Mais si les auteurs signalent fort justement que « tout l’art des statistiques consiste à accepter une perte d’information en espérant obtenir en contrepartie un gain de signification » (p. 57), encore faut-il savoir quelle signification est recherchée : les exemples choisis par les auteurs relèvent certes des domaines de l’ « information », et on leur saura gré d’avoir fait l’effort de prendre des exemples qui sont souvent professionnellement parlants, mais leur travail n’est pas réellement appliqué à ces domaines. En effet, il convient de ne pas oublier que les statistiques (au sens large) n’ont de sens qu’avec l’objectif d’analyser une situation, et ne peuvent être mises en œuvre sans ce questionnement préalable. Donc une approche applicative de la statistique doit partir d’abord des questionnements, pour examiner ensuite les méthodes susceptibles de fournir des réponses à ces questionnements.
Soyons féroce jusqu’au bout : il semble bien que l’objectif de cet ouvrage est, outre de fournir un manuel pratique et rigoureux, de démontrer aussi la légitimité de la « science de l’information » comme science, dans l’esprit étonnamment positiviste et curieusement désuet que si « l’information peut faire l’objet d’une science », parallèlement « il n’y a pas de sciences et de technologies sans mesures » (p. 28). Pour la technologie peut-être, mais pour la science ! Il y a belle lurette que les sciences humaines et sociales ont fondé leur légitimité ailleurs que dans l’exactitude de la mesure, sans bien entendu renoncer à l’exigence de méthodes rigoureuses. On mesure (!) la distance qui peut exister parfois entre les scientométriciens ou autres infométriciens… et les praticiens de la gestion de collections et de publics, pour lesquels l’exigence réelle et nécessaire de mesures rigoureuses et d’indicateurs sophistiqués s’inscrit dans un objectif très pragmatique et complexe de pilotage et d’aide à la décision. Non que la recherche en statistique doive se plier aux seuls desiderata de commanditaires, mais nous parlons ici de travaux applicatifs et récapitulatifs destinés notamment, du moins est-ce annoncé, à ces commanditaires potentiels.

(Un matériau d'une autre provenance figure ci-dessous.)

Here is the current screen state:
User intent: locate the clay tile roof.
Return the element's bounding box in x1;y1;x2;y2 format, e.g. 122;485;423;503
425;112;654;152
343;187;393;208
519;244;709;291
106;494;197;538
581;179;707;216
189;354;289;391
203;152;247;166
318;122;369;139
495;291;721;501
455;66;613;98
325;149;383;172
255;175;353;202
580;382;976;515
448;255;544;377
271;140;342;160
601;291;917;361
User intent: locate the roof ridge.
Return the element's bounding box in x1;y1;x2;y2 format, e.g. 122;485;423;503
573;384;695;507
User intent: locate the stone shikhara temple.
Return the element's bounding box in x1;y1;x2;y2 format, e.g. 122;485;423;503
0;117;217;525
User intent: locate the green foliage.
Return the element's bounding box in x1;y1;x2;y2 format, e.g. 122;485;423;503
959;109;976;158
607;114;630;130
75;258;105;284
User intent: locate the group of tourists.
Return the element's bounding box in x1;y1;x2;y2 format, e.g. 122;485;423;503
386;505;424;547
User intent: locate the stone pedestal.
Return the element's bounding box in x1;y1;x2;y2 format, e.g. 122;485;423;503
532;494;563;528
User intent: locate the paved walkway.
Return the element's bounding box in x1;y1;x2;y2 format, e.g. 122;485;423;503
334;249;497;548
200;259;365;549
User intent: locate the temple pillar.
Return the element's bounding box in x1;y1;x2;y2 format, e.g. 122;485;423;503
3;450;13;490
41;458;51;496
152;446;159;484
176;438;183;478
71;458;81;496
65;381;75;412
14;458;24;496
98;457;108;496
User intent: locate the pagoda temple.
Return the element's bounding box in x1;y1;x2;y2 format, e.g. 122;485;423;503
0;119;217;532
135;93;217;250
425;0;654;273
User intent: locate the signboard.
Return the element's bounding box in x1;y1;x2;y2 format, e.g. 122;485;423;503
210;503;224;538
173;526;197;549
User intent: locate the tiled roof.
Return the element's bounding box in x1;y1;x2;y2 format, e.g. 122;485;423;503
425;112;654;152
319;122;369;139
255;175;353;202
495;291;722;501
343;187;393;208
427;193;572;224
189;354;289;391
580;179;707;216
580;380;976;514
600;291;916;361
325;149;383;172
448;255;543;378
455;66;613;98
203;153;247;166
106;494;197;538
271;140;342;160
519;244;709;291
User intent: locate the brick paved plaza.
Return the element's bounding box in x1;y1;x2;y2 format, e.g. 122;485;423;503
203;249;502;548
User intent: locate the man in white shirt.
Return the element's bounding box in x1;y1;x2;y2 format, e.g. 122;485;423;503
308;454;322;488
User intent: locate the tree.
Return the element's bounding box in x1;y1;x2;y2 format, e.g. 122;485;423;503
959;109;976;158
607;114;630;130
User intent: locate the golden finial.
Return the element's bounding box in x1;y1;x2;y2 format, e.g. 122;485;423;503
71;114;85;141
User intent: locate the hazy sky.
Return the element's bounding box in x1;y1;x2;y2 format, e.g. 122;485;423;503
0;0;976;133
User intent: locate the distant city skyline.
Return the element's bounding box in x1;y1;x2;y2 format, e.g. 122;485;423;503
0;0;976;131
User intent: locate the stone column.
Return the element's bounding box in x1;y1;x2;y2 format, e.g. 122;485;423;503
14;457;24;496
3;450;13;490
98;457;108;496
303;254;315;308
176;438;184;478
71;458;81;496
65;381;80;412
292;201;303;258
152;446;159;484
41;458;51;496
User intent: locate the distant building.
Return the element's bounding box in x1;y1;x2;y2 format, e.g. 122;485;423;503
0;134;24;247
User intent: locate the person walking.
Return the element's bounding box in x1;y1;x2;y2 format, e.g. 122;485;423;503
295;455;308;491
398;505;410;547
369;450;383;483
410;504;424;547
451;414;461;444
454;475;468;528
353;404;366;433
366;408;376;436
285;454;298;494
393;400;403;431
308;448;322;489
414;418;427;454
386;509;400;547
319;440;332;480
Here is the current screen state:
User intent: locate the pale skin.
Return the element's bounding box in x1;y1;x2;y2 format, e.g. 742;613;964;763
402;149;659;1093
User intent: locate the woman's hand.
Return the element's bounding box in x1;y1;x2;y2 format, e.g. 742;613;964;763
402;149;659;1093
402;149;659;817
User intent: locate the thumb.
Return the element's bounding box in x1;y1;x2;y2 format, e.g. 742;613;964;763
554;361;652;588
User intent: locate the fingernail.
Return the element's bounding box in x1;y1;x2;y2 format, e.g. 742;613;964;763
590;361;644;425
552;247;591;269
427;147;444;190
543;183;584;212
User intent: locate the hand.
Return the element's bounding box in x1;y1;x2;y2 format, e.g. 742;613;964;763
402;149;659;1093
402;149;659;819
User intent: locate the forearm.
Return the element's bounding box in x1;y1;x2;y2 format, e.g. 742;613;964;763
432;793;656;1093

Un manuel de statistiques à l’attention des acteurs de l’information, à la fois ambitieux sur le plan méthodologique et attentif aux questionnements des professionnels des bibliothèques et de la documentation, reste à paraître. Avec des ouvrages comme Statistics for Library Decision Making 2, hélas un peu ancien, ou Basic Statistics for Librarians 3, peut-être trop peu ambitieux sur le plan de l’analyse statistique, les Anglo-Saxons ont tracé la voie. Espérons qu’un jour des francophones relèveront le défi.